# Lube Diagram, T-Jet and Others



## Sir Slotsalot (Jan 23, 2010)

Here's a place to get some helpful lube diagrams for T-Jet and others. You will need MS Excel to open and save the files. When you open the link, just click on the icons marked "Lube" at the top of the page.

http://www.slotcarexpress.com/Chemicals---Supplies.html

HT members get a 10% discount!!


----------



## SuperFist (Aug 7, 2005)

They forgot one on T-Jet, the idler gear post.

But that's what I'm here for at HT, to correct discrepancies. 

__________________


----------



## slotking (May 27, 2008)

I did a vid a bit ago
still need to add the inline

http://ho-tips.net/showthread.php?tid=1631


----------



## Sir Slotsalot (Jan 23, 2010)

As for the idler post, I prefer to apply a small amount of gear grease such as Aero-Car Super Speed Gear Lube. Oil has a tendency to migrate down into the "arm" area and foul comm brushes. JMHO...


----------



## Sir Slotsalot (Jan 23, 2010)

A slot racer's prayer:

Forgive us our "discrepancies" as we forgive those who use them against us. LOL!!


----------



## slotking (May 27, 2008)

> Oil has a tendency to migrate down into the "arm" area and foul comm brushes.


LOL
you are correct, but i do it any way! I prefer a well lube car
other i race with use very little oil, but i have seen the ruin chassis over time because they use so little!

My cars swim in oil
if some oil does get on the brushes it only take a seconds to burn it off my slottech brushes


----------



## Hornet (Dec 1, 2005)

Kihm have done any amp draw testing on your com drops.
I'm curious about the numbers before and after you apply the drops:thumbsup:
Rick


----------



## Sir Slotsalot (Jan 23, 2010)

Have not run the amp test. It would be interesting to see. The proof is in the visual results ie; running without Conducta-Lube and with. After applying Conducta-Lube, cars run remarkably better. What I like most is that it leaves a conductive coating on the surfaces that lasts quite a while.

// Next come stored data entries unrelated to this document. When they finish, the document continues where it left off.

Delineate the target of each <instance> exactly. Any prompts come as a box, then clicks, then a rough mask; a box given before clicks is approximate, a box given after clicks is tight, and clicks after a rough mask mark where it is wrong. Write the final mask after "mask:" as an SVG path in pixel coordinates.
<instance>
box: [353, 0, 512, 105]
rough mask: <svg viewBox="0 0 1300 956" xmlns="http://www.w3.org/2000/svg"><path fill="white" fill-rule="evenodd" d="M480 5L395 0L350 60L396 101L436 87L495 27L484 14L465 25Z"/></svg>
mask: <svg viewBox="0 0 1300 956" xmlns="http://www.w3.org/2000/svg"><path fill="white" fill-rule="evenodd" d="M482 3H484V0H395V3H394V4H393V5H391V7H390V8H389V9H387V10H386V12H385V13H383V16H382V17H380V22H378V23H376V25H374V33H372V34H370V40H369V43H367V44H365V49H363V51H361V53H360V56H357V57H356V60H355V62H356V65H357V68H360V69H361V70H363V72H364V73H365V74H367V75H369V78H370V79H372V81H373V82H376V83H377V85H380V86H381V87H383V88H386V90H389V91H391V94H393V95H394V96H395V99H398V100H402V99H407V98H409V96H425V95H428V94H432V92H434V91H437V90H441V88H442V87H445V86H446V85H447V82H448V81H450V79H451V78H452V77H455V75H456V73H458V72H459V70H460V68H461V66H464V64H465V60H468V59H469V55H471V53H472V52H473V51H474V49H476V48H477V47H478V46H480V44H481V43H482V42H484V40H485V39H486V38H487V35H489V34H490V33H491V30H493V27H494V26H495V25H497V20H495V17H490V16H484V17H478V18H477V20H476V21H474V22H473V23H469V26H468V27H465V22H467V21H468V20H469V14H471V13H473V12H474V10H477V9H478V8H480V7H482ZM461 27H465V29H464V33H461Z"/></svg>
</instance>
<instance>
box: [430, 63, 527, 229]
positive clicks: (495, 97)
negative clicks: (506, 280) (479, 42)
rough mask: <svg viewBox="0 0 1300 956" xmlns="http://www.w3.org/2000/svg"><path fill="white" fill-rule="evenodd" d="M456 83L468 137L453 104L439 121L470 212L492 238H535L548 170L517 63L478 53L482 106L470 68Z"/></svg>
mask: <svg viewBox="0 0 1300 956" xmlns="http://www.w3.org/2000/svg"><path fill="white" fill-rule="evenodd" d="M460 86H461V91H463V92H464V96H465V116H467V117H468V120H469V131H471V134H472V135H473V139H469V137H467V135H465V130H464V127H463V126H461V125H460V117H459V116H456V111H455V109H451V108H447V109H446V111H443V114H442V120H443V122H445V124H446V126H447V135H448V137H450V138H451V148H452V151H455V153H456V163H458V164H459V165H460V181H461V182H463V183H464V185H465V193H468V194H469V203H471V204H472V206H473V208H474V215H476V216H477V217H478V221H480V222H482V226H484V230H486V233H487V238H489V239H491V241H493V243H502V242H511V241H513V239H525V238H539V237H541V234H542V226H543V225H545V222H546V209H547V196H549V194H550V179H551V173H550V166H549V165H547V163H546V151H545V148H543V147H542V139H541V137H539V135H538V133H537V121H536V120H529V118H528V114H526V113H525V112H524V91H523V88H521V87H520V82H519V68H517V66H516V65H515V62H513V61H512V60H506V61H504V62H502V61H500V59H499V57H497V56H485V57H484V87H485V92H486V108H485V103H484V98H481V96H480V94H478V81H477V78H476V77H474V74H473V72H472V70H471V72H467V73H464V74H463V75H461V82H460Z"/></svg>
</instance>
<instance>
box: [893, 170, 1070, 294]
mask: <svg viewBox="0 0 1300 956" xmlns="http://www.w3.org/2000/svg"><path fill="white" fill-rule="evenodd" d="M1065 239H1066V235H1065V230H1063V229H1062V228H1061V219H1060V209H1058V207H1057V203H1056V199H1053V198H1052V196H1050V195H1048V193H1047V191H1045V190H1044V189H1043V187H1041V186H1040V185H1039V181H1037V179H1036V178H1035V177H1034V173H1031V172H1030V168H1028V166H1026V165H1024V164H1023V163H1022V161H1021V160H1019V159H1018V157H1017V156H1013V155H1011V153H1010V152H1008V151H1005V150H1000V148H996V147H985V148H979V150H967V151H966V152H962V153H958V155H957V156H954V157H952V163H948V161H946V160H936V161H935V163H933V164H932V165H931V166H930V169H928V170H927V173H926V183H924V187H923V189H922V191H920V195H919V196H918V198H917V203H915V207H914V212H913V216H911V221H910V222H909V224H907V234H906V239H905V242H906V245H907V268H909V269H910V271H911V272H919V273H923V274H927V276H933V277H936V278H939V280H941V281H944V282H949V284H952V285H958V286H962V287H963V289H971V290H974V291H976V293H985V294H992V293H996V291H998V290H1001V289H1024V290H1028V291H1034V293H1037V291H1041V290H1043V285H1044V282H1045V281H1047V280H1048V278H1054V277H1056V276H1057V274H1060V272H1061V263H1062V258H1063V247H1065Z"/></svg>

I was using Voodoo until I discovered Conducta-Lube. Voodoo cleans well but does not last long. I had to re-apply before each heat.


----------



## TGM2054 (May 14, 2011)

Last winter I went to the LHS looking for com drops,got what they recomended. Boy was that ever a mistake! The stuff was named right! Black Death. I talked with Khim about it and he sent me one of his packages that contained the com drops and lubes. I took a brand new 4gear out of the package and hooked it up to the my test stand,started running it, and while it was running I put two drops of the Conducta Lube on it. It was like hitting a nitrous button. The stuff really, really works! And Khim thanks for all the help and advice. Every time I see one of your posts or get a message from you I learn something more, you've been a big help to me.:thumbsup:


----------



## Sir Slotsalot (Jan 23, 2010)

Part of the fun of this hobby is sharing good discoveries and learning from others. It's all good.


----------



## SuperFist (Aug 7, 2005)

There was a guy awhile back at HT that had a unique way of oiling his T Jets.
But I thought it was kinda crazy. 

He would completely submerge his assembled T Jet chassis in WD 40.
So everything was lubricated.
Then let them drip dry for a day. :lol:

__________________


----------



## slotking (May 27, 2008)

> He would completely submerge his assembled T Jet chassis in WD 40.
> So everything was lubricated.


I played with the concept a bit, but I did remove brushes and mags


----------



## alpink (Aug 22, 2010)

most penetrating oils and similar will make the car perform real good for awhile, but they soak into the brushes, make them soft and then they gum up the comm something terrible and have to be replaced. I advise against getting those products on brushes.


----------



## Sir Slotsalot (Jan 23, 2010)

Hi Al,

Hope all is well. What's you're opinion on motor comm drops?


----------



## alpink (Aug 22, 2010)

I like them to an extent. be careful with inline cars though. some comm drops have a tendency to loosen(dissolve) the glue holding the thin comm plate to the material beneath it and that can cause catastrophic failure in a hurry. use an RC motor cleaner to spray out the comm area after each use when storing your cars between events or long period usages. I cannot rate the value of the various brands of comm drops and I know folks have their favorites for various individual reasons. also, on inline motors, it is sometime better to use comm drops on the front bushing or bearing rather than oil that could then migrate to the commutator surface. everybody has useful tips thye have learned from experience or being held by the hand. in any case, i listen to everyones opinion and create my own set of standards.


----------